Ensuite, des œuvres d’art, je suis passée au genre humain et là, j’ai eu peur, toujours cette impression que le monde des hommes n’est pas fait pour vous et que vous n’y aurez jamais votre place. Afin d’adoucir l’épreuve j’ai commencé par les enfants ; je leur souriais et ils me répondaient. Parfois même, je leur parlais. Encouragée par leur fraîcheur, j’ai voulu faire le grand écart jusqu’aux adultes, mais là, l’angoisse m’a saisie !

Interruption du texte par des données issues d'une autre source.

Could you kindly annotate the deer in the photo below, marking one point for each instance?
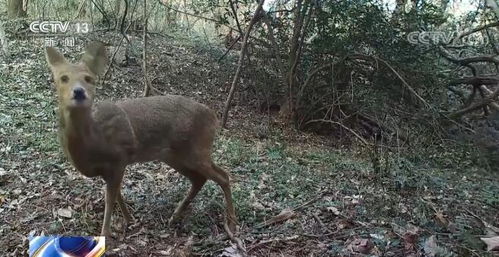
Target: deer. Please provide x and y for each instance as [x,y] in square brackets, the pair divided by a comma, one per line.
[102,138]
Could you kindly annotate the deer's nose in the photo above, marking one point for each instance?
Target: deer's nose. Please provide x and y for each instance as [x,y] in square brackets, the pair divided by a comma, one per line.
[79,94]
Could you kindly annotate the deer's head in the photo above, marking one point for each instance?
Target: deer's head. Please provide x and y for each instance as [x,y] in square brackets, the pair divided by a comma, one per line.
[75,82]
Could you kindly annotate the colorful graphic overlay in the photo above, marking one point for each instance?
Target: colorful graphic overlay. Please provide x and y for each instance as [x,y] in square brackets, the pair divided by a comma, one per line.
[67,246]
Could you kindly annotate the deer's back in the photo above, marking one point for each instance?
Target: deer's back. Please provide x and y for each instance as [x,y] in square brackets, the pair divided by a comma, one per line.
[164,125]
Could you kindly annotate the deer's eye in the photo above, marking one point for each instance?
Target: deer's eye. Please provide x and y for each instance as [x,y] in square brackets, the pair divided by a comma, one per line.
[64,79]
[89,79]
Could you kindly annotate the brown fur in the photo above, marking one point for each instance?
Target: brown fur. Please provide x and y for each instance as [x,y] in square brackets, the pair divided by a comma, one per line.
[102,139]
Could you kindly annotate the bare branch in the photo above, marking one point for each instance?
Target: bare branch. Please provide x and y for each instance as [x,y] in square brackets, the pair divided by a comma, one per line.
[477,29]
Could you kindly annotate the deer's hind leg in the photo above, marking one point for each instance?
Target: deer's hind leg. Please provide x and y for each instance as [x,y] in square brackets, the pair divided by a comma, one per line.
[211,171]
[113,193]
[197,182]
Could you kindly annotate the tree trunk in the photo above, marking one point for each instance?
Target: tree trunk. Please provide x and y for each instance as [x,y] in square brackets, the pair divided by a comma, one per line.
[256,17]
[15,9]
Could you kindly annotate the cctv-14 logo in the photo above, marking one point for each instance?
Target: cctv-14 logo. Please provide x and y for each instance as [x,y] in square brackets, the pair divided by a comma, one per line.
[58,27]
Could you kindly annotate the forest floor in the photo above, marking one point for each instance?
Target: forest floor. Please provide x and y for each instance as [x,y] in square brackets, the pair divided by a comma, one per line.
[295,193]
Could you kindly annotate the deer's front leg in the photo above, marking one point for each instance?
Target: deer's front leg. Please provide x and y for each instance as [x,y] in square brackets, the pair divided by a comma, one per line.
[112,190]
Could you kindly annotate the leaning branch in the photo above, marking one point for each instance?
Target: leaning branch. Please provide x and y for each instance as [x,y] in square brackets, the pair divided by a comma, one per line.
[486,101]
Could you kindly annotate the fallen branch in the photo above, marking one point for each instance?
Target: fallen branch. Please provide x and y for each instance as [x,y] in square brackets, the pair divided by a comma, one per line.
[343,126]
[484,80]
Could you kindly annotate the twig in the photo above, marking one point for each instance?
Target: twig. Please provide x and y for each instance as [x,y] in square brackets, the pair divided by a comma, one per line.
[318,219]
[230,48]
[235,17]
[309,202]
[273,240]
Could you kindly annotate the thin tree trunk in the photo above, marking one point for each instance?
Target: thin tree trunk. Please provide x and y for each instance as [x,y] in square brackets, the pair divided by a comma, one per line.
[15,9]
[147,88]
[300,13]
[256,17]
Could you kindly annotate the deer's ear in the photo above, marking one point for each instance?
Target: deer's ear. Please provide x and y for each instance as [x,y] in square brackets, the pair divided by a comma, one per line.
[95,57]
[54,58]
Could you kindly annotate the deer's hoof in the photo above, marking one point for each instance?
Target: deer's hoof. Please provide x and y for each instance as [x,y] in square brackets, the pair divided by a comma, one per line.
[172,221]
[106,233]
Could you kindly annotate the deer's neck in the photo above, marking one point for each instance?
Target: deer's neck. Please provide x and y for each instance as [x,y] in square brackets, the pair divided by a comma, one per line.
[81,141]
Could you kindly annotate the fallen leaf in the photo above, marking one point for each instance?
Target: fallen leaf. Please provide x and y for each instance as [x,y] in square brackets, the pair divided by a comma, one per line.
[285,214]
[231,252]
[492,243]
[344,223]
[430,246]
[334,210]
[360,246]
[66,213]
[440,216]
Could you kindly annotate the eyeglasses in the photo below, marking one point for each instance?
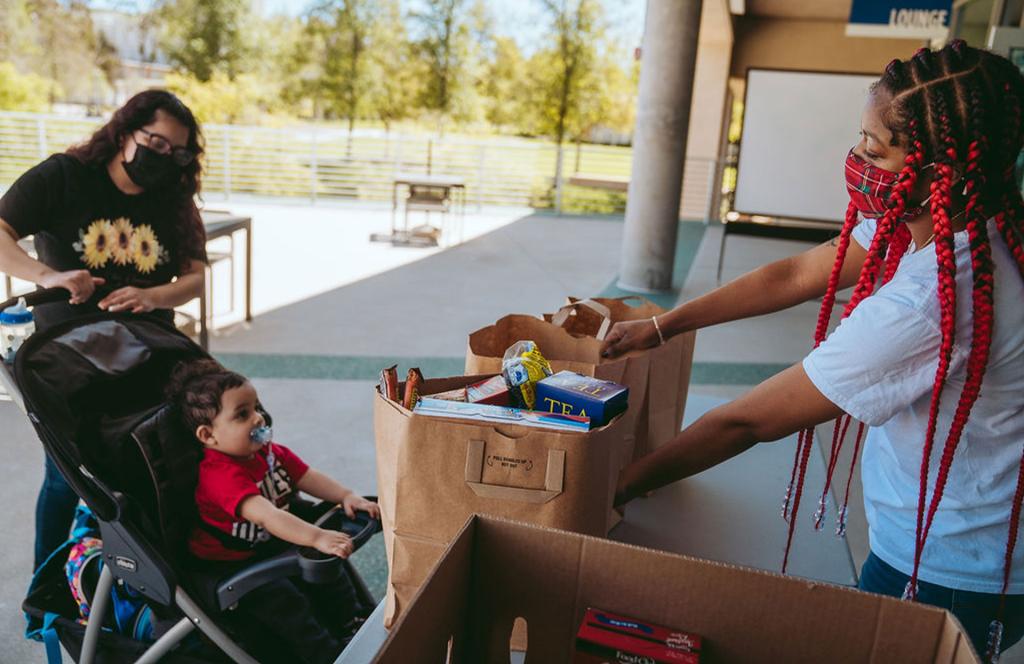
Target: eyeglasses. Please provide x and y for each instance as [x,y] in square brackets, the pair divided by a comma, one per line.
[181,156]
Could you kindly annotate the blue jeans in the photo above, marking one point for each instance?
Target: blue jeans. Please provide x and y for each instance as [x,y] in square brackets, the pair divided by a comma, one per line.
[54,512]
[975,610]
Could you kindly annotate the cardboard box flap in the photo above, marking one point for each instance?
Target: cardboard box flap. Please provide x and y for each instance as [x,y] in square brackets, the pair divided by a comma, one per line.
[549,578]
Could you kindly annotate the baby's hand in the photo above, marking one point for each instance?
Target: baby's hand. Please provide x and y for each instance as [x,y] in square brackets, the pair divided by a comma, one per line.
[354,502]
[333,543]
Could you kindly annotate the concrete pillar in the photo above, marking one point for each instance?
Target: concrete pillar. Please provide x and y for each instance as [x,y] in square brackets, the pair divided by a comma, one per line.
[668,57]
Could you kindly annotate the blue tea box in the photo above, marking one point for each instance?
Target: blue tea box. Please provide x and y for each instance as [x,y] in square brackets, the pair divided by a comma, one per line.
[567,392]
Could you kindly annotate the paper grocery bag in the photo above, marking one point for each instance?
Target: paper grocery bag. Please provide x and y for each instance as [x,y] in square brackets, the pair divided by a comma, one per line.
[565,353]
[660,415]
[433,472]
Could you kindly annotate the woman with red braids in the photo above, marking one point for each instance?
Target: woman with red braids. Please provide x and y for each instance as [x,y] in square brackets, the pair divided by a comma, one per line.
[929,353]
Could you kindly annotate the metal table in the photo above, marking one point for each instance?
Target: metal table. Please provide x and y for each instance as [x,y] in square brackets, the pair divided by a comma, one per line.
[455,191]
[224,224]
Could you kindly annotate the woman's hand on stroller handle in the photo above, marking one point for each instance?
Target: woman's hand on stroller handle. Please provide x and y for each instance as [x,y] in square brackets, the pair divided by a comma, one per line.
[79,283]
[333,543]
[354,502]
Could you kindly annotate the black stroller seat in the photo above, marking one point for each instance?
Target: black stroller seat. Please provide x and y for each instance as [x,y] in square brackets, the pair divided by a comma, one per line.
[93,389]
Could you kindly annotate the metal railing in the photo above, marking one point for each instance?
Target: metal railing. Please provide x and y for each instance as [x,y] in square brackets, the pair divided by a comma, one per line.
[323,162]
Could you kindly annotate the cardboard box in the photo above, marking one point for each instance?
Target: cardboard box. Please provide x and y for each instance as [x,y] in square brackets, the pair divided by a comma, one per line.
[496,572]
[612,638]
[433,472]
[568,392]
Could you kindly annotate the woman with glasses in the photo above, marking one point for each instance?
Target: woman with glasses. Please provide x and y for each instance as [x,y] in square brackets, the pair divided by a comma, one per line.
[115,221]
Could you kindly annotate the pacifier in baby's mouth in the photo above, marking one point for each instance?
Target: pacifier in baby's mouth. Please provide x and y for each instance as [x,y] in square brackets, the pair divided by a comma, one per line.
[261,434]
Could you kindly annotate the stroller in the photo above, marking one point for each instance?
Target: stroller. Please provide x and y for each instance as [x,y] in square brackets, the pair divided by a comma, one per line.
[93,389]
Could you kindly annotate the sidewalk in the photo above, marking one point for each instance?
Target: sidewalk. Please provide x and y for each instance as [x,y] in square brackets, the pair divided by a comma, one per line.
[332,309]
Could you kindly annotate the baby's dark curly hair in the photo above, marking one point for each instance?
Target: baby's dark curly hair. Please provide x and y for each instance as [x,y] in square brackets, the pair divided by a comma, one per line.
[196,387]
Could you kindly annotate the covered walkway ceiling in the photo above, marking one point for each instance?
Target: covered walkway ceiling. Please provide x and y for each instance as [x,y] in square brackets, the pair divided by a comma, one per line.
[807,9]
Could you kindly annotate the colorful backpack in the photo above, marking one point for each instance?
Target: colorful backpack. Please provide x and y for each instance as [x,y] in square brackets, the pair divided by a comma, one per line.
[131,615]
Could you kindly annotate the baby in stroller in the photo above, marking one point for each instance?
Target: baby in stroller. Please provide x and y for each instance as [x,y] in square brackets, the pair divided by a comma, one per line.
[248,505]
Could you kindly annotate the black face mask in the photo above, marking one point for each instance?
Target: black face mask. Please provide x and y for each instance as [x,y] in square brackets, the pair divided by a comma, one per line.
[152,170]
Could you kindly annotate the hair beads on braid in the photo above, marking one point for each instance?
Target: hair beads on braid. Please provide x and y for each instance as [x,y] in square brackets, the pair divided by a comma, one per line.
[961,109]
[865,284]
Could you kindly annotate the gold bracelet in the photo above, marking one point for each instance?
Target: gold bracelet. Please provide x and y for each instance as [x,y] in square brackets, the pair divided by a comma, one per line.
[658,329]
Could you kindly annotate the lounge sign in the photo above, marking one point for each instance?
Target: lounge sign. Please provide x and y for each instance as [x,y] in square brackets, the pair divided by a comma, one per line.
[899,18]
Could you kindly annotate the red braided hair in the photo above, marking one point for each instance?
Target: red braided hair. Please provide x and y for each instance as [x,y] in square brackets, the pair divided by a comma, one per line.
[947,104]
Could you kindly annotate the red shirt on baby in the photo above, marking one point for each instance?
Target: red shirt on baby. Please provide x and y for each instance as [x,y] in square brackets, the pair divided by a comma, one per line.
[225,481]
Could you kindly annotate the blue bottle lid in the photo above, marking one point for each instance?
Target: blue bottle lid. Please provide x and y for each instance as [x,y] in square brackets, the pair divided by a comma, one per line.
[16,315]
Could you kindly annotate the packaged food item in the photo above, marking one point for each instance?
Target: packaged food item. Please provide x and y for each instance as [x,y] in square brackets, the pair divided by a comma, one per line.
[571,393]
[413,382]
[500,415]
[452,395]
[389,382]
[493,390]
[522,367]
[609,638]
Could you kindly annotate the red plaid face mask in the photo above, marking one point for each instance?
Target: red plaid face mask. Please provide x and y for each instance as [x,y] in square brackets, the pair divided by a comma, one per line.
[870,187]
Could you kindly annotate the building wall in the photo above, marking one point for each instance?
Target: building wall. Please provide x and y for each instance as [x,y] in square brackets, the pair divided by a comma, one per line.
[711,78]
[814,45]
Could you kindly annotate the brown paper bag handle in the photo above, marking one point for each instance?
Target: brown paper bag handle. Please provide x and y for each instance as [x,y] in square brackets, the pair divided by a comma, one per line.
[639,298]
[553,479]
[562,315]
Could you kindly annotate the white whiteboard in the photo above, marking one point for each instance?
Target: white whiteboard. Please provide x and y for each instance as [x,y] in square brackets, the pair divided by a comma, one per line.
[798,128]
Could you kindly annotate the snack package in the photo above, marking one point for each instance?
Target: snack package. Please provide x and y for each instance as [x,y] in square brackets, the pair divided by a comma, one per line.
[452,395]
[389,382]
[493,390]
[571,393]
[610,638]
[413,382]
[523,367]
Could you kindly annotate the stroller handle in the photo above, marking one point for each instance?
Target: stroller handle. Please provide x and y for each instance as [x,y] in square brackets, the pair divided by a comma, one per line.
[41,296]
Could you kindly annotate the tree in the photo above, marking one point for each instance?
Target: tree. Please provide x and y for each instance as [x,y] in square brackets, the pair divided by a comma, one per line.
[206,36]
[504,83]
[451,47]
[25,91]
[17,34]
[397,77]
[66,49]
[345,28]
[559,70]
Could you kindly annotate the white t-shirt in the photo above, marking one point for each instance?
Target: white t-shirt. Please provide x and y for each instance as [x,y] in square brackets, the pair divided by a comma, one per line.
[880,365]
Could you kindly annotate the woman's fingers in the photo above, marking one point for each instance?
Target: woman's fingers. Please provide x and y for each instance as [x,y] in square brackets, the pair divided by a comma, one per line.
[608,348]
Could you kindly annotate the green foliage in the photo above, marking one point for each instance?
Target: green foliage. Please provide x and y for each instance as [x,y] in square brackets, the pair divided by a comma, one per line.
[454,35]
[221,99]
[55,40]
[504,83]
[203,37]
[566,75]
[25,91]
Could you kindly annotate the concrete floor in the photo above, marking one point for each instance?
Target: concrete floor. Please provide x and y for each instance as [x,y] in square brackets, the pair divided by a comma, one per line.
[332,308]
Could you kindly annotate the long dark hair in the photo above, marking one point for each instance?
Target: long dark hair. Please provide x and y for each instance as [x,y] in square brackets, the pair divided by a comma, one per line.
[958,108]
[136,113]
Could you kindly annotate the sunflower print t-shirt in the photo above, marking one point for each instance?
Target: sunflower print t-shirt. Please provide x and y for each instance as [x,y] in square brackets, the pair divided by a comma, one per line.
[81,220]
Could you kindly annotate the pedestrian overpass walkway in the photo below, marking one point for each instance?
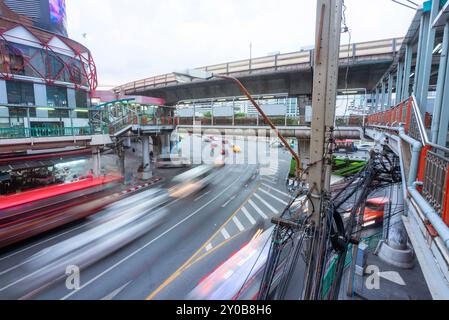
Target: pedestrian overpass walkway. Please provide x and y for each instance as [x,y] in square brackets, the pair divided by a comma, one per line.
[425,171]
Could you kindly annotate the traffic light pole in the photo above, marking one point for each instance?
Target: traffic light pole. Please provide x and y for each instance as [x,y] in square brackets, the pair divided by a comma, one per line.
[325,80]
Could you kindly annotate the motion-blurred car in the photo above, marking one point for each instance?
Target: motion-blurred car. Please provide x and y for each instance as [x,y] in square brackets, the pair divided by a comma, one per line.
[172,161]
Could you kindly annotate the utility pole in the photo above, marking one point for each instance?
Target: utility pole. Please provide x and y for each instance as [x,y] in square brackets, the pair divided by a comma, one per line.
[325,79]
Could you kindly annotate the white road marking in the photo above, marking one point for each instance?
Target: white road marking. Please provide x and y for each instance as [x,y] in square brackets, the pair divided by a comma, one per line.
[274,197]
[250,217]
[260,212]
[202,196]
[114,293]
[269,206]
[274,189]
[225,233]
[149,243]
[238,223]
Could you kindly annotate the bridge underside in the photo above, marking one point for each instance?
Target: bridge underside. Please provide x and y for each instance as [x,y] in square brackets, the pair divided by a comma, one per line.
[288,132]
[294,81]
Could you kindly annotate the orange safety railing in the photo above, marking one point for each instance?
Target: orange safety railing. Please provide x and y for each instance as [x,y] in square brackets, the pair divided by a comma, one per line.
[433,170]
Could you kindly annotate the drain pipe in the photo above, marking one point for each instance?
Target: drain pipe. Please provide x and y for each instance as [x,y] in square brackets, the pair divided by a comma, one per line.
[428,211]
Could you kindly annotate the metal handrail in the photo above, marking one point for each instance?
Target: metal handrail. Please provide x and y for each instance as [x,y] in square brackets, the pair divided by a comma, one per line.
[223,68]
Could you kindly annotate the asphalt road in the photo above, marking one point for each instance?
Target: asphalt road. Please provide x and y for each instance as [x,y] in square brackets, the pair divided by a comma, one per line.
[207,226]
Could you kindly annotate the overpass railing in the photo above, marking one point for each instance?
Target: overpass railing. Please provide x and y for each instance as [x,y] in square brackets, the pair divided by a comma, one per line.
[42,132]
[433,169]
[349,121]
[275,62]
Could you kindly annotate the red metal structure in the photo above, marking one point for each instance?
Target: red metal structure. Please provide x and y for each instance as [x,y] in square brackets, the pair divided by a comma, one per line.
[37,56]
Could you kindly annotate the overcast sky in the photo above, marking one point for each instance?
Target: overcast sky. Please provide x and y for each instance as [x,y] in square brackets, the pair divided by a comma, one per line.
[131,40]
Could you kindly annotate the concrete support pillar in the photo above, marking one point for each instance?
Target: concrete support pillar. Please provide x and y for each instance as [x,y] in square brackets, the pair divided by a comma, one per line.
[440,85]
[96,159]
[165,140]
[304,151]
[444,118]
[423,30]
[146,164]
[394,249]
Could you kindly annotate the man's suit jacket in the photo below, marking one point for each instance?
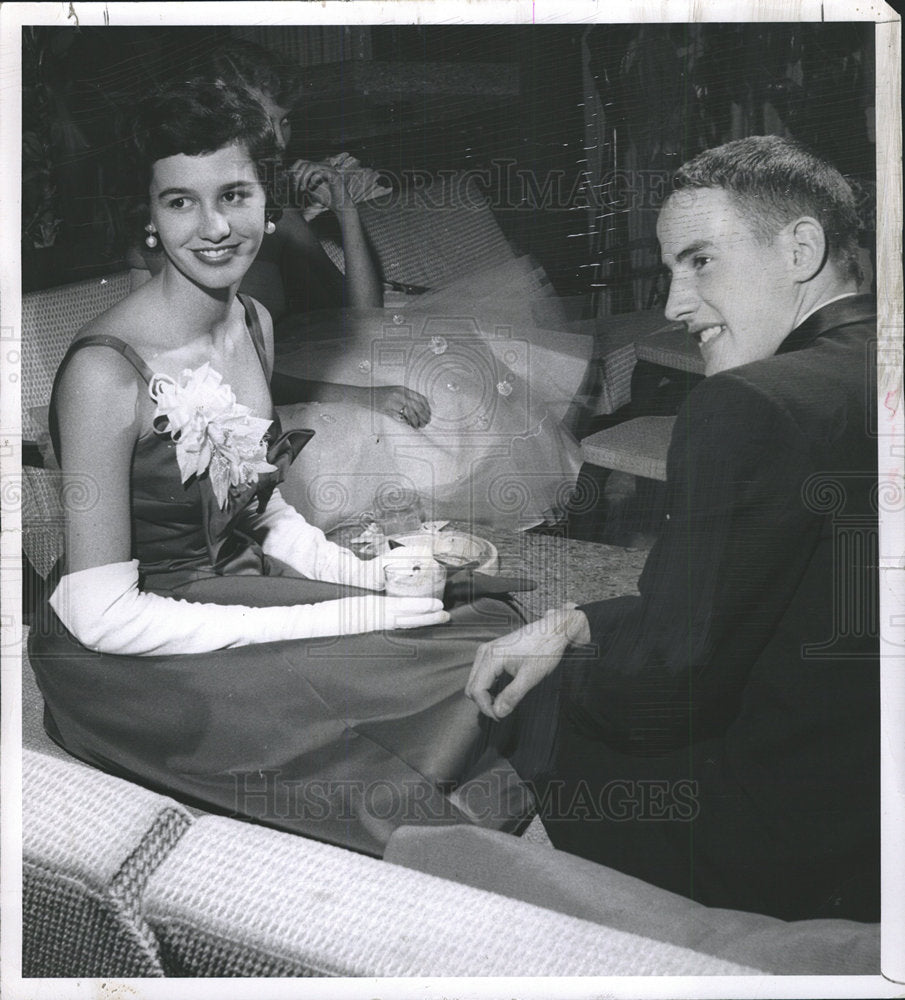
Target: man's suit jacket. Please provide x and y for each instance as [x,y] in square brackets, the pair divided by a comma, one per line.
[749,664]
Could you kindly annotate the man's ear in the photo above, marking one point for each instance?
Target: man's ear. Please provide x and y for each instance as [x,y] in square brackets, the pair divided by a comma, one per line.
[807,247]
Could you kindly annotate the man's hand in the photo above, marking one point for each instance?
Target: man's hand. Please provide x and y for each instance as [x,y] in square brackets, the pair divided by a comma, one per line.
[403,404]
[527,655]
[323,183]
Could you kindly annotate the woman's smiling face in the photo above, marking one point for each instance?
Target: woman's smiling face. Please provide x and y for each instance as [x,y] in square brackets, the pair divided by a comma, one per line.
[209,214]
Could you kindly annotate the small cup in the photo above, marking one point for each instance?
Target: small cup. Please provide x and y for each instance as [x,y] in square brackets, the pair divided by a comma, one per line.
[414,576]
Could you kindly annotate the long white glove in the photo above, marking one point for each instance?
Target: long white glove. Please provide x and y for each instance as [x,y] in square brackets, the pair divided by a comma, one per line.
[284,534]
[104,609]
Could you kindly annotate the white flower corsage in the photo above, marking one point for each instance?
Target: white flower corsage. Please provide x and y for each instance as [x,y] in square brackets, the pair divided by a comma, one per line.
[210,429]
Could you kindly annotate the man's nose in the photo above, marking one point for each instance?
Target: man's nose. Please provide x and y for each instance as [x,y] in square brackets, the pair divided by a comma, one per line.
[681,301]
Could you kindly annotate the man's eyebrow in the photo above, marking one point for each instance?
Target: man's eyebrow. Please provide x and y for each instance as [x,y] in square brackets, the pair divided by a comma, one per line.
[693,248]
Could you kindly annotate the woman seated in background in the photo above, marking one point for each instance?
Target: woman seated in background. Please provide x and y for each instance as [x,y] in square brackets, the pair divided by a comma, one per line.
[458,399]
[216,645]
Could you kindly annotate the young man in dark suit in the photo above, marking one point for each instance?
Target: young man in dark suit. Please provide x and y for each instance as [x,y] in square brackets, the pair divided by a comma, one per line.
[719,734]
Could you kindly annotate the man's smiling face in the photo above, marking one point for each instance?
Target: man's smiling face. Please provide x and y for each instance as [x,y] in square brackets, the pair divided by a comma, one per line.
[735,294]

Pour l’instant, je les observe, de loin. Je sais qu’il ne suffit pas de rester au bord de la route, mais l'asphalte est encore brûlant, alors j'attends encore un peu…

9 avril 2014

Voiture 45

Voiture 45, direction Bordeaux. Elle s’installe confortablement, retire son livre de son sac et se prépare à la lecture. Personne à côté d’elle.

Des allées et venues dans le couloir central, des voix s’interpellent, deux hommes s’installent derrière elle. Le train démarre. Elle reprend la page 29 pour la troisième fois parce que les deux hommes parlent fort, beaucoup trop fort pour qu’elle puisse passer à la page 30. Elle finit par intercaler les mots du livre et leurs mots ; ce charabia l’horripile.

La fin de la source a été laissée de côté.